See the pros and cons above.

Additional:

  1. What is the prompt for the ICL baseline, and whether this prompt is optimized for the aligned model (i.e. vicuna in the experiments)?
作者回复

Thank you for highlighting these issues.

  1. Data contamination: We agree that data contamination could be a significant issue! Our experiments exclusively used the test set from the NI dataset. Our base model, Vicuna-1.5-7b, is based on Llama 2, and Meta has not revealed the training data used for Llama 2. However, we believe it is unlikely that Vicuna included this test data during pre-training, because of the low performance of few-shot-prompted Vicuna on these Natural instructions tasks. Moreover, we feel that Self-Guide's effectiveness is somewhat orthogonal to whether the LLMs have encountered these tasks during pre-training, as we intuitively believe that Self-Guide’s strength is in transforming pretrained knowledge (from the text in the training data) into a useful task-specific format. For example, in task 1622, a few-shot prompting experiment achieved a Rouge-L score of 42.5. Self-Guide addresses this knowledge mismatch, resulting in nearly a 30-point improvement in the Rouge-L score.
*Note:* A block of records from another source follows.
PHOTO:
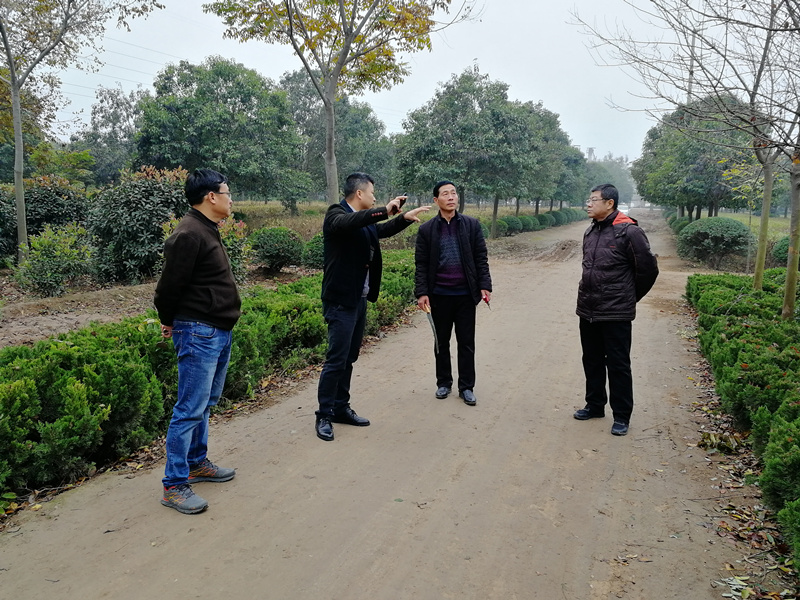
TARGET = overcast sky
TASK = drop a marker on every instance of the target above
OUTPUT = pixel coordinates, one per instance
(530, 45)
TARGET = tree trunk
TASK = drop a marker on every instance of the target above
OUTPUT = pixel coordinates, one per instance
(331, 170)
(763, 230)
(789, 292)
(494, 216)
(19, 165)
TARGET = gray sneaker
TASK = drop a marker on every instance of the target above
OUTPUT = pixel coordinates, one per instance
(183, 499)
(208, 471)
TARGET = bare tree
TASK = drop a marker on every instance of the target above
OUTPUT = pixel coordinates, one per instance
(741, 60)
(48, 35)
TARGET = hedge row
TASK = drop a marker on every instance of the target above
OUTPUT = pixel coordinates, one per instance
(94, 395)
(755, 358)
(512, 225)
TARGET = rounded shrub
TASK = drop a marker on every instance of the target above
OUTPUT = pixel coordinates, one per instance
(8, 224)
(48, 201)
(57, 257)
(313, 255)
(712, 239)
(514, 225)
(126, 222)
(502, 228)
(546, 220)
(780, 251)
(527, 223)
(276, 247)
(559, 217)
(52, 201)
(679, 223)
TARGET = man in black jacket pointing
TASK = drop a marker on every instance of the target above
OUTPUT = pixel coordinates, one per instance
(352, 276)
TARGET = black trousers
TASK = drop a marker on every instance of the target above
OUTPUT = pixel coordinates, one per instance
(607, 352)
(457, 312)
(345, 333)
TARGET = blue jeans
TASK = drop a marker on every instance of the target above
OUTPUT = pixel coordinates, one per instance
(345, 333)
(203, 354)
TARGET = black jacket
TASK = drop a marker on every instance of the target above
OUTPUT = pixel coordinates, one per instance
(197, 281)
(474, 257)
(618, 269)
(350, 248)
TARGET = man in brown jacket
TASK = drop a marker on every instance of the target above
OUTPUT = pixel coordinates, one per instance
(198, 304)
  2. More baselines: Thank you for suggesting this! Due to character length restriction, please refer to reply 2 for reviewer ySBP, where we have supplied results comparing with these baselines!
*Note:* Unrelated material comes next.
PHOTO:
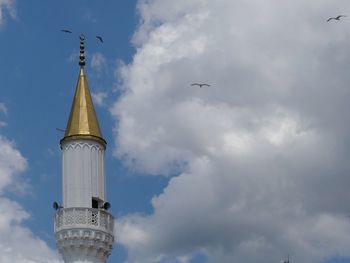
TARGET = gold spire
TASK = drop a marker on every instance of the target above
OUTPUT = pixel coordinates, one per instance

  3. Rule-based filter ablation: Ablation studies results below found that removing the ablation filter decreases classification accuracy by 4.1% while removing the length filter decreases generation accuracy by 3.8%. We think that the ablation filter is crucial for classification tasks as it removes outputs with superfluous content, retaining only the labels. For generation tasks, the length filter enhances performance by excluding lengthy or too short responses, improving the Rouge-L score. These studies demonstrate the effectiveness of our rule-based filters.
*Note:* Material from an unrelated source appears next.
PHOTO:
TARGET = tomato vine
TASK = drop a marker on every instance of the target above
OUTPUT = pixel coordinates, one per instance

Ablationw/o bothw/o ablw/o lenw/ both
Gen Avg55.359.655.759.4
Cls Avg44.443.647.747.7
  1. Prompt: We use the same prompt template for both the ICL baseline and for Self-Guide: an instruction followed by few-shot examples (with the exact template shown in Appendix A.1.2). We tuned this template for few-shot prompting (i.e. tuned on the baseline), with the optimistic view that this would also work for our method. We use the same instructions for each task for both the baseline and for Self-Guide; we use the default instructions for each task provided by the NI dataset.
评论

Thank you in advance for reading our response to your comments, reviewer jbfG! We are happy to engage with any further questions at any time.

最终决定

The paper proposes "Self Guide", an interesting approach to fine-tuning smaller LMs: Task the student model itself to generate synthetic task-specific data, and then fine-tune on it this. The authors present empirical evidence supporting this strategy on a range of classification and generation tasks.

There were some concerns about how novel this approach is in light of recent related work, and relatedly whether all relevant baselines were compared to. However, mitigating this weaknesses, one of the apparently related efforts seems to be appropriately noted by the authors as concurrent work, and they provided additional comparison to other efforts in their rebuttal.